Page 1 of 2

Parsers written in PHP (Regex builder)

Posted: Wed Jun 29, 2005 7:16 am
by Chris Corbyn
Has anybody ever written a *simple* parser in PHP?

Not sure there's a *standard* way to write a parser but I'm working on something very nice which involves parsing written english syntax (almost like SQL) to generate regex patterns.

I know I can do it my own twisty way but it will no doubt end up full of hacks and it might not be as efficient as it could be.

If anybody has any good reference material/links/resources which may help me please let me know.

The syntax I'll be parsing looks something like

Code: Select all

MATCH START OF LINE FOLLOWED BY 'foo' FOLLOWED BY 3 DIGITS FOLLOWED BY OPTIONAL('bar')

Code: Select all

/^foo\d{3}(?:bar)?/
Just general parsing help needed... I know it's advanced stuff.

Thanks,

d11

Posted: Wed Jun 29, 2005 7:54 am
by Syranide
My tip is using the common (also used in PHP) way of doing it...

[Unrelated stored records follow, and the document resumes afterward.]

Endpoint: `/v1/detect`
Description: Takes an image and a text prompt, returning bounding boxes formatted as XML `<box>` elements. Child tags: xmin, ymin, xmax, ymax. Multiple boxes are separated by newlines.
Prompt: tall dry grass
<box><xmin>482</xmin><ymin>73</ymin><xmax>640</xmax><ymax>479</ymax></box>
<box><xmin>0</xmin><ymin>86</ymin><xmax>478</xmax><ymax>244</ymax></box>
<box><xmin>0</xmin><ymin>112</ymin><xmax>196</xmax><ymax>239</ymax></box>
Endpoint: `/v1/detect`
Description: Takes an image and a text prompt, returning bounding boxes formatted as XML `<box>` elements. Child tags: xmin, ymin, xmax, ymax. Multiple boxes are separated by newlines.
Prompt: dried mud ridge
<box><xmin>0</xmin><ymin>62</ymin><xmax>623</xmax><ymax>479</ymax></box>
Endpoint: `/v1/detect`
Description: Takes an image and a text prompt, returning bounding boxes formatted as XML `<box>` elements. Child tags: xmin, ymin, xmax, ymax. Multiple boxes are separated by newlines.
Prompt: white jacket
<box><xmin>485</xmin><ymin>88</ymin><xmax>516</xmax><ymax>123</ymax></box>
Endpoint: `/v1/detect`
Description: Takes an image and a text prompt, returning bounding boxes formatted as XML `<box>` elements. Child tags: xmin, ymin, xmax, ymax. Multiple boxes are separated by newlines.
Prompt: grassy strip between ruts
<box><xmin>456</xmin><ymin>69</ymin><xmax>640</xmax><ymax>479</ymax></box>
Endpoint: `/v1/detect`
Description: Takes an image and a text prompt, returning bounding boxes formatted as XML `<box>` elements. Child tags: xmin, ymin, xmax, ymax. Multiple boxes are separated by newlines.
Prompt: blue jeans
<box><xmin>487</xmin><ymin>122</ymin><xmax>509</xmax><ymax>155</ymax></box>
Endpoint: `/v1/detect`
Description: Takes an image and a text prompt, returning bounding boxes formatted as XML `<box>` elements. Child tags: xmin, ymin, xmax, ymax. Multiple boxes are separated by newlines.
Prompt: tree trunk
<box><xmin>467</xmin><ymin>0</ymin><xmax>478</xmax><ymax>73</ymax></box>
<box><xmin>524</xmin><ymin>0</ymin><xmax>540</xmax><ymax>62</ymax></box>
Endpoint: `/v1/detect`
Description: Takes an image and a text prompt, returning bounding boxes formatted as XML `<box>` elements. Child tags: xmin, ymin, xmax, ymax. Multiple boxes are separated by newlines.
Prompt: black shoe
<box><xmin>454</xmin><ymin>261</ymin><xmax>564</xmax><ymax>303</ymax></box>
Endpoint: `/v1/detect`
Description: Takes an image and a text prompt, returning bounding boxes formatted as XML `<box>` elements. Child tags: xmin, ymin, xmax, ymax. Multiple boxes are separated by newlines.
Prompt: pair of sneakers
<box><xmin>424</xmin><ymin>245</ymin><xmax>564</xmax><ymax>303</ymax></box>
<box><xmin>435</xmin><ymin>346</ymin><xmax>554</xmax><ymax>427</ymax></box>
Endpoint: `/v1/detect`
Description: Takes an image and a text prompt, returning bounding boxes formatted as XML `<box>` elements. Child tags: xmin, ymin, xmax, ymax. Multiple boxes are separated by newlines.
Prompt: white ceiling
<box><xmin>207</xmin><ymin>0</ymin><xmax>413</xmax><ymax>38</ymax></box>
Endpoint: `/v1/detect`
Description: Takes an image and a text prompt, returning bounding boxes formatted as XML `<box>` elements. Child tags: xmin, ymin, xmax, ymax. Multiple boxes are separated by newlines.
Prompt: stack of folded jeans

Take your code, split it into different groups, as for your example you could have T_OPER and T_STRING. And then you split your entire string by spaces (of course not quoted) and divide into T_OPER (MAYBE or HAS etc) and T_STRING ('something').

They should have no error-checking or so what so ever, T_OPER shouldn't care if the word exists or is valid, that comes later...
So now you have an array like
0 => T_OPER, "MAYBE"
1 => T_OPER, "SAY"
2 => T_STRING, "'hello'" // having the quotes left is good for escaping

Then you make another pass, which you can treat what you like, either compile into a faster "language" or just translate as it comes...
However, remember that this step is only for a splitup to make it easier to read, you should not start treating things differently such as commandcalls and so on, eg ['3'] should be parsed as T_LBRACK T_STRING T_RBRACK (not as T_BRACKSTRING or so).
(I believe the basic thought behind the parsing groups should be (to some extent), no group should in any way include (parts of) another group.)

Meaning, some kind of state machine.

like, MAYBE can lead to SAY or NOTHING
SAY must lead to a T_STRING... etc etc, and fail if you didn't get what you expected.
(and each path will lead to a specific result (part of the final))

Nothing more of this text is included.